Strange with most sawing on any type of saw (Circular, bandsaw or fretsaw) you only get burning when the saw is struggling to cut. Have you tried reducing the speed a little? The blades must get hot in use as I do notice on the cutting part of the blade but generally I have not noticed any burning on the work.
 
Burning is caused by friction, heat builds up & the wood burns so it could well be that you are being to cautious & moving the wood to slowly around the bends especially with the thinner stock, you get the same sort of thing with people new to CNC, they set very slow feed rates because they are unsure of what they are doing & don't adjust the speed of the spindle or router.
 
Strange with most sawing on any type of saw (Circular, bandsaw or fretsaw) you only get burning when the saw is struggling to cut. Have you tried reducing the speed a little? The blades must get hot in use as I do notice on the cutting part of the blade but generally I have not noticed any burning on the work.
Unfortunately I'm unable to adjust the speed as I'm using an older Hegner with single speed.
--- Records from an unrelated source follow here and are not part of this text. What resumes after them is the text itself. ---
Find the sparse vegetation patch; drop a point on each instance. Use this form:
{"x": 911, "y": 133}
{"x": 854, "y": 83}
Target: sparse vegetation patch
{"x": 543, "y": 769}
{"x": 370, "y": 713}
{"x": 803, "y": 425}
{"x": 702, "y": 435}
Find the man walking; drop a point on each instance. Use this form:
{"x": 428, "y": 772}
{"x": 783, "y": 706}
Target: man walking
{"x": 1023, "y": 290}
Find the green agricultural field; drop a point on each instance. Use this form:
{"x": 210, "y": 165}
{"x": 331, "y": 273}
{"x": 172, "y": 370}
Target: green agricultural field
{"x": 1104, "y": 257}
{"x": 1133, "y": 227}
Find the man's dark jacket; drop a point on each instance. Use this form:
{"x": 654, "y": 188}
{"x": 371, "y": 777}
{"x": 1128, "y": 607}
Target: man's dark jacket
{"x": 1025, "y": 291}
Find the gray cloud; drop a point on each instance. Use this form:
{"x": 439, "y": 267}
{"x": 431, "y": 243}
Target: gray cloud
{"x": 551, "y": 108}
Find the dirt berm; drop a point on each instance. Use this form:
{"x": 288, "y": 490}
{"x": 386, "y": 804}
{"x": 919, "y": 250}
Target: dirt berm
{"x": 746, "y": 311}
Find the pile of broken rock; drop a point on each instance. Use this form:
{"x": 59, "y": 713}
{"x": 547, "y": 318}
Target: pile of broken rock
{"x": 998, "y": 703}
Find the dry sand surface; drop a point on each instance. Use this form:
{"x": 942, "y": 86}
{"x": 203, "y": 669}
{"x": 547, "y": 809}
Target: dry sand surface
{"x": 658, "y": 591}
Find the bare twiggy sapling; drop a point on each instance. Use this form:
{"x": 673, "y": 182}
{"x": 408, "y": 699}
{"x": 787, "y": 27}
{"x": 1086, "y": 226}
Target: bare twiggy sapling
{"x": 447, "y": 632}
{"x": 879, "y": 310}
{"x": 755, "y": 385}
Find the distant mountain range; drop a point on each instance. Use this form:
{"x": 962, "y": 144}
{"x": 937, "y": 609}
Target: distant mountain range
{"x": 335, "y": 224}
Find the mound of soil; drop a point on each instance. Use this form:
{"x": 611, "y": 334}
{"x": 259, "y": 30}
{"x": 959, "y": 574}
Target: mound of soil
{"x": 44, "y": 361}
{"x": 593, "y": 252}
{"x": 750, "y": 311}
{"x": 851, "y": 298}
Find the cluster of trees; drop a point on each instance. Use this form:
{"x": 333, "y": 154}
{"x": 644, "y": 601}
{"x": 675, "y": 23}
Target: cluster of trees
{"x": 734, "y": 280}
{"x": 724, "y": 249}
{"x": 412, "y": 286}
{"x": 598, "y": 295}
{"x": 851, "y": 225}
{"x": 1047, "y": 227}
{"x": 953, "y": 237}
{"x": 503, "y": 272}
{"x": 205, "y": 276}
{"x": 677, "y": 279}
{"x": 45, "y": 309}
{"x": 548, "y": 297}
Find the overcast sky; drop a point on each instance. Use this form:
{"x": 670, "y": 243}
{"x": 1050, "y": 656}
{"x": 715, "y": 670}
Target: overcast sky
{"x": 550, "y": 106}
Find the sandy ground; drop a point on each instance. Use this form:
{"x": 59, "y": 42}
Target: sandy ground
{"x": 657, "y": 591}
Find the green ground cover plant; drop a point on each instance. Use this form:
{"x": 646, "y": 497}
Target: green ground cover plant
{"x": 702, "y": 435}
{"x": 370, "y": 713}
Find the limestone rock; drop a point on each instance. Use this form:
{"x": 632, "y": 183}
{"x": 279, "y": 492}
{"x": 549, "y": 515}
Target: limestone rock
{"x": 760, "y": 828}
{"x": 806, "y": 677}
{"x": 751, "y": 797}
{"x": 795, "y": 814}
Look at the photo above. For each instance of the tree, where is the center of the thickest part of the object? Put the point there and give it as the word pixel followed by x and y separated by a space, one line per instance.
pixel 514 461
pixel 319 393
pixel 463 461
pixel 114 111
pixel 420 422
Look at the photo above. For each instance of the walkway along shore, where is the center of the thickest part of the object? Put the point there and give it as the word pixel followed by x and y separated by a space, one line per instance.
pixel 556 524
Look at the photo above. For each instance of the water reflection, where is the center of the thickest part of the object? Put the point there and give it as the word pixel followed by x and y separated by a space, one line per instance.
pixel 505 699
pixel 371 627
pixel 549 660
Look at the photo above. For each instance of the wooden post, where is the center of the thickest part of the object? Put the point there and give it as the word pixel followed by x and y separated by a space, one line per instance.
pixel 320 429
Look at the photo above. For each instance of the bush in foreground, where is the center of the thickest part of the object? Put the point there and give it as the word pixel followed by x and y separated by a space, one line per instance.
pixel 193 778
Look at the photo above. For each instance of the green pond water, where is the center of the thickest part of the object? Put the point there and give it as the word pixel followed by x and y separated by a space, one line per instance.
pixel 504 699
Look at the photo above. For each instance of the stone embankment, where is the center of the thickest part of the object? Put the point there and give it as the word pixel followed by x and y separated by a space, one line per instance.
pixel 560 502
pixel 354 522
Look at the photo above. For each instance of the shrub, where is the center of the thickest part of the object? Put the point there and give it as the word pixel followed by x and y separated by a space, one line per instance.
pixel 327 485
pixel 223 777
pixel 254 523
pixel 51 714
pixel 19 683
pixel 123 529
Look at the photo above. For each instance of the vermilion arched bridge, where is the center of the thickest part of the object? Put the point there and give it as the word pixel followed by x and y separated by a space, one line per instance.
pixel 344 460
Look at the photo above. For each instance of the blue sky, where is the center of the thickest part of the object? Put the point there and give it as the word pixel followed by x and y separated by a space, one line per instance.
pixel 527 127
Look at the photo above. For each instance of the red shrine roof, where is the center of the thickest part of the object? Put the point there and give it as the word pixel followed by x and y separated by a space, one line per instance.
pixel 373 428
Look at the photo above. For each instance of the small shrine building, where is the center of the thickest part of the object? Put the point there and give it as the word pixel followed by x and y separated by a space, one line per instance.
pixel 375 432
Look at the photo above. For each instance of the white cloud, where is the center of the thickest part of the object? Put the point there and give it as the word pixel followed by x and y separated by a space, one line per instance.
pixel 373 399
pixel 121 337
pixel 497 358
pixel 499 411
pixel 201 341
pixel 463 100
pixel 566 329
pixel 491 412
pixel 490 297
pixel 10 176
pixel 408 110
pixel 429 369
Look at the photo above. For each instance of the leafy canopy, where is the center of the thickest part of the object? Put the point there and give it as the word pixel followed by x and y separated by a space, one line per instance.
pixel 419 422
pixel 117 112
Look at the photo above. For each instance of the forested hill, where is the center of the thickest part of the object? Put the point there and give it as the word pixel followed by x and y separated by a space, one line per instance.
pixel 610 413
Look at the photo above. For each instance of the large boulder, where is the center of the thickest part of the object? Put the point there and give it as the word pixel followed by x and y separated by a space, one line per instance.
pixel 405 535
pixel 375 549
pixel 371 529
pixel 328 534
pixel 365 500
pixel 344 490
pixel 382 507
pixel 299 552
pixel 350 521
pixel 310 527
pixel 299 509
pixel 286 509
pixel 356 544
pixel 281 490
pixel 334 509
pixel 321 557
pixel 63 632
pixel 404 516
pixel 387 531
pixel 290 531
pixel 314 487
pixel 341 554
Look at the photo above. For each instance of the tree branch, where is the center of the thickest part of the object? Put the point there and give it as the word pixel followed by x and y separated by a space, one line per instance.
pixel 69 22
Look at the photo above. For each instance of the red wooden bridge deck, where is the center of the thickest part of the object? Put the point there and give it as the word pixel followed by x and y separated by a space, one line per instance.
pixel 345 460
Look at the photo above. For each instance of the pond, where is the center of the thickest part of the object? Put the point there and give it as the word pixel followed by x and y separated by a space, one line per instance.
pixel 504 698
I think it might actually be the old ply and its glue coupled with me being very hesitant to move along the line of cut.
 
Cover your patterns with clear parcel tape, this helps to stop the wood burning, something to do with the release agent on the back of the tape.
We often do this with a bit of sellotape, as you say it does seem to lubricate the cutting, sometimes we also rub some candle wax on the blade.
 
Cover your patterns with clear parcel tape, this helps to stop the wood burning, something to do with the release agent on the back of the tape.
When cutting perspex or other plastics often the pieces stick together after the cut because the waste melts and bonds the edges back together. Using masking tape solves this, the waxy tape seems to lubricate the cut. So the quoted suggestion may work. It is also easier to draw a visible line on.

I have a single speed Hegner and when I cut thick bits of oak, for example, the blade does get very hot but I've never managed to burn the wood. I have found that the Hegner is so good that the blade only fails after a lot of use when its blunt, it then becomes very hot.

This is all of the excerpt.